An undergraduate creative writing course became a news story recently after the Vice site Motherboard revealed that the University of Pennsylvania was offering a spring semester class called "Wasting time on the Internet." Things got meta when thousands of people wasted time at work sharing links to the course description and related stories on social media.
The professor teaching the course is the acclaimed American poet Kenneth Goldsmith. He tells Business Insider that he of course meant for the title of his weekly experimental class to be provocative, but he figured it would only grab attention within a limited sphere. In the three-hour class, students will distract themselves across as many screens as they like without communicating verbally before writing a creative piece on their experience.
Goldsmith explains that he was frustrated by thinkpieces about the internet making us dumber, along with things like the "anti-screen" movement. "I'm thinking, 'No, the internet is actually making us smarter. We're reading and writing more than we have in a generation, and yet somehow it's not being proposed or being seen as being properly literary," he says.
He says that his students will be spending the rest of their lives in front of computer and smartphone screens, and so he wants to teach his students that they don't need to be ashamed of their habits.
"I think that we are a very guilt-ridden culture about the time that we're spending on the internet. I'm trying to get rid of those notions," he says.
Goldsmith is not going to impose any restrictions on his students, either.
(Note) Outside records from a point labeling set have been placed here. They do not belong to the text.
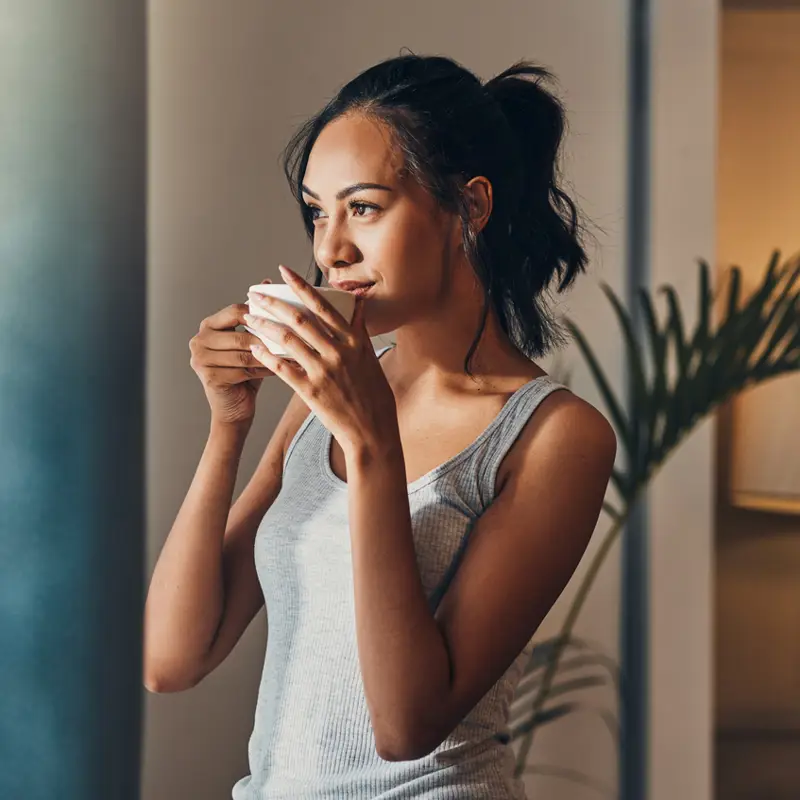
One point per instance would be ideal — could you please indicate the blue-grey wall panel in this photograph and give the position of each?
(72, 343)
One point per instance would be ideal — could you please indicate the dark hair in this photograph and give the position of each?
(450, 128)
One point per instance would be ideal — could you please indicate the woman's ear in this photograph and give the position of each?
(479, 197)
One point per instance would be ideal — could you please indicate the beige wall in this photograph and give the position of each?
(758, 553)
(228, 85)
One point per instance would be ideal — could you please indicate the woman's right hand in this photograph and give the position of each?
(231, 375)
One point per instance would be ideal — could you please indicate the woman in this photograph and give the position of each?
(412, 520)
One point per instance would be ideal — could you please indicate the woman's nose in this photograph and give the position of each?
(336, 247)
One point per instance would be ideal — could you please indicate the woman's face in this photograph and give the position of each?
(395, 236)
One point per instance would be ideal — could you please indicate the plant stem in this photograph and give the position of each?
(566, 629)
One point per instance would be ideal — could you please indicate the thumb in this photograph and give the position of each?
(358, 314)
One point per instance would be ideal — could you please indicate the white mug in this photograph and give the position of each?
(343, 302)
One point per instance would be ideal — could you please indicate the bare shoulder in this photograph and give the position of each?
(294, 417)
(563, 426)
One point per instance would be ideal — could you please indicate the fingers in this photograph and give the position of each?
(220, 376)
(226, 318)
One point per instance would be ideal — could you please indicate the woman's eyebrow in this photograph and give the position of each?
(356, 187)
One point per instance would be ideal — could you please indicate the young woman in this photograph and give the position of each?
(412, 520)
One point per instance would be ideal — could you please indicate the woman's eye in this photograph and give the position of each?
(360, 207)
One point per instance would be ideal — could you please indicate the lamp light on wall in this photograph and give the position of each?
(765, 448)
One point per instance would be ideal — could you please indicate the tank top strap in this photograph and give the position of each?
(505, 429)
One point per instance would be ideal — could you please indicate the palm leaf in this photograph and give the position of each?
(755, 341)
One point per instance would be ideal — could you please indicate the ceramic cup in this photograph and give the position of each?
(343, 302)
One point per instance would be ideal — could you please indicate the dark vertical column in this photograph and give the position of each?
(72, 345)
(635, 591)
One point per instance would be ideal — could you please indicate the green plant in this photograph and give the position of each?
(755, 341)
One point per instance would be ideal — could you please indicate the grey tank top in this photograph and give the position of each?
(312, 735)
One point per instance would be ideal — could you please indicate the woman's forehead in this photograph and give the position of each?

He explains:
If they want to watch three hours of porn and write a great piece of erotica inspired by it, I'm all for it. If they want to troll right wing sites and grab dialogue for a spy story that's nefarious and hate-filled, then they can do that as well. I mean — what they want to do. I feel that just by their engagement on the internet they'll be expressing themselves. Who they are, their likes, their interests, their politics. One thing they could do is they could check their browser history and present it as a memoir to me, which I think would be indicative of who they are. As indicative as a conventional memoir.
Despite what the above may suggest, he's approaching this class from a highbrow perspective. There will be supplemental readings from the likes of André Breton, the founder of Surrealism.
"Breton proposes that the best state of the entire culture would be sleep walking and a dream state. And then I really sort of think we're in that state right now, induced by our electronics and our distractions. So the idea is to tap into a new electronic collective unconscious and see what kind of new automatic writing emerges out of that," Goldsmith says.
Goldsmith says there were critics saying, "Why would I spend $50,000 for my kid to waste time on the internet?," but the class has been very popular at UPenn among both students and faculty. Goldsmith tells us that hundreds of students applied to the class, but he limited it to just 15 students. He also says the English Department has been supportive and the school enjoys the publicity.
To Goldsmith, he will be exposing his students to the artistic tradition of letting your mind wander in the pursuit of creative inspiration. If he's successful, they'll stop seeing their social media-posting, listicle-reading, YouTube-watching habits as dirty indulgences, and appreciate them as engaging aspects of the modern world.
"This is not television; this is not passive," he says. "We're actually actively seeking out content that we find stimulating. What could be better than that?"